Decide early if you want to work a lot for a little or a little for a lot. 
Don't be afraid to hire someone if you get enough work. They will make you money. 
Pay yourself a wage and the company a profit. 
Get the work first, then upgrade equipment.
Schedule a little wiggle room for the unexpected. 
Charge a minimum for everything that you do. You don't want to travel 10 miles to put up 3 acres for little to no money. You will go broke. They might not want to pay the minimum, but you and your equipment don't need the practice. 
If you offer quality service at a fair price, the work will be there. 
Don't offer credit. Cash in hand at the completion of the work, or at least a good check. 
Listen to your gut. Physically look at every job before you take it. Walk the feild. Trust me when I say that it is cheap insurance. 
There will be more I am sure, but that is what came to mind.
Edit. You said we. ... that means someone else is helping you or owns the equipment. Definitely incorporate the business. If you don't you put all assets at risk in the event that something bad happens. 
50/50 and 60/40 are common, here, on shares. That is 60 for you, 40 for them. 
Remember that you are creating work, and expense, for yourself doing shares. You will have to pay someone to transport it, even if that someone is you. You will have fuel and overhead for that transportation. You will have to pay someone to market and sell it, even if it is you. Someone had to be available to load it. You will have to deal with more people to sell it.


----------



## 506 (Mar 22, 2016)

Caleb - A number of states across the country collect custom ag rate info and publish the numbers on an annual or bi -annual frequency. Search for "Custom Ag Surveys" or "Custom Ag Rates". The info will give you an idea what others in your region are *reporting*. I can tell you that I followed the rate for custom square baling in my region and got no push back. However, I got a lot of push back when I tried to apply the reported rate for custom shredding. I was too high. The point being, the info will at least give you a starting point. Also, go on line and search for tools to calculate your operating expenses. The ones I use allow me to input the costs of my equipment, the acreage I plan to work on an annual basis, fuel, etc.... They then turn out a cost per acre number that I can use to help assess billable rates. Knowing your costs and what you might be able to charge will help you chart your course. Finally, SAVE, PRINT, and COMMIT TO MEMORY what Lostin55 posted. He's spot on in the advice he's giving you.


----------



## r82230 (Mar 1, 2016)

Lost and 506, have given you some of the best advice IMHO. The only things that comes to my mind, is I have had two people stop and ask if I would do some custom work in the last month. I told them sorry I respectfully decline, I wouldn't have the time to do a fair and DEPENDABLE job for them.

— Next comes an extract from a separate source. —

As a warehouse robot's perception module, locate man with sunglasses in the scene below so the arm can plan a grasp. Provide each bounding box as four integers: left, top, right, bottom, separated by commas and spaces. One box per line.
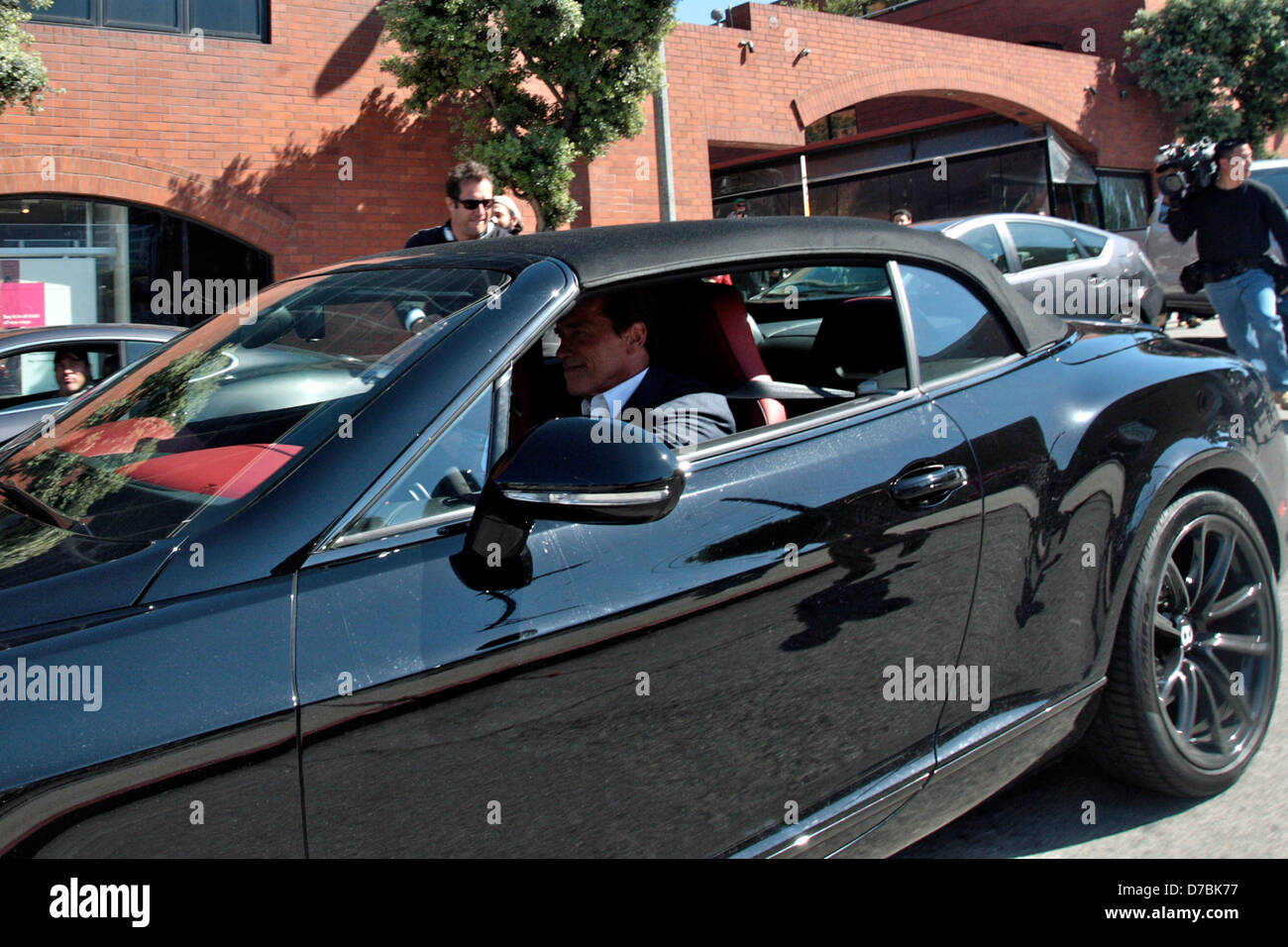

With both people their problem was their current custom operator was not dependable as they would like. I defended the current operators, saying even I have breakdowns and hay gets rained on. Their answer was the operator did not keep them in the loop pre se. To me it sounded like a lack of commiication.

My two cents is, be dependable and communicate quickly / well.

Larry


----------



## Lostin55 (Sep 21, 2013)

Thanks for the kind words guys. I have thought of a few more things. 
Continue your education, not necessarily in the classroom. Learn how to fix all but the largest repairs. Shop rates will kill your profit. Learn which corporate entity will serve you best. LLC, S corp, C Corp. LP. Just a hint, S corp should be the best choice for custom haying. LLC 's are usually better for real estate. Learn about the Corporate veil and how to prevent it from being pierced. 
Invest in a program to track expenses and profit by job or customer. It is sometimes surprising to look at the year end reports. We use Quickbooks.
As it regards dependability, if you can have back up equipment in case of a major breakdown, so much the better. It doesn't have to be new or even shiny as long as it functions properly. Older equipment in good condition will make you more money than new stuff will. There is a limit to how old of equipment though. It needs to be productive. 
Another point on dependability. Consider whether or not you want to be a one man show. If you choose to be a one man show and something goes wrong and you get behind, you will be behind all season. It is very difficult to get caught up by yourself. It can be easier if you have employees to help. Notice that I said easier, not easy. It is relative. 
This one I would have struggled with at your age. If it comes down to going to a dance with a pretty girl, or putting up the hay that is ready, the hay wins. Congratulations, you just got married to a crop.


----------



## CircleM98 (Jan 2, 2017)

Thanks for all the advice! I've got about 150 acres total right now, about 40 acres in shares, 20 the guys is buying it all, and the rest is either our land or places where I keep everything off of it. I've got a nice JD 467 with about 7500 bales and have been looking at mowers, particularly the 630/730 series JD moco's. What would be some kind of agreement I could draw up quick to protect me (or them) legally if something happens on the property? Thanks for all the input!


----------



## r82230 (Mar 1, 2016)

CircleM98 said:


> What would be some kind of agreement I could draw up quick to protect me (or them) legally if something happens on the property? Thanks for all the input!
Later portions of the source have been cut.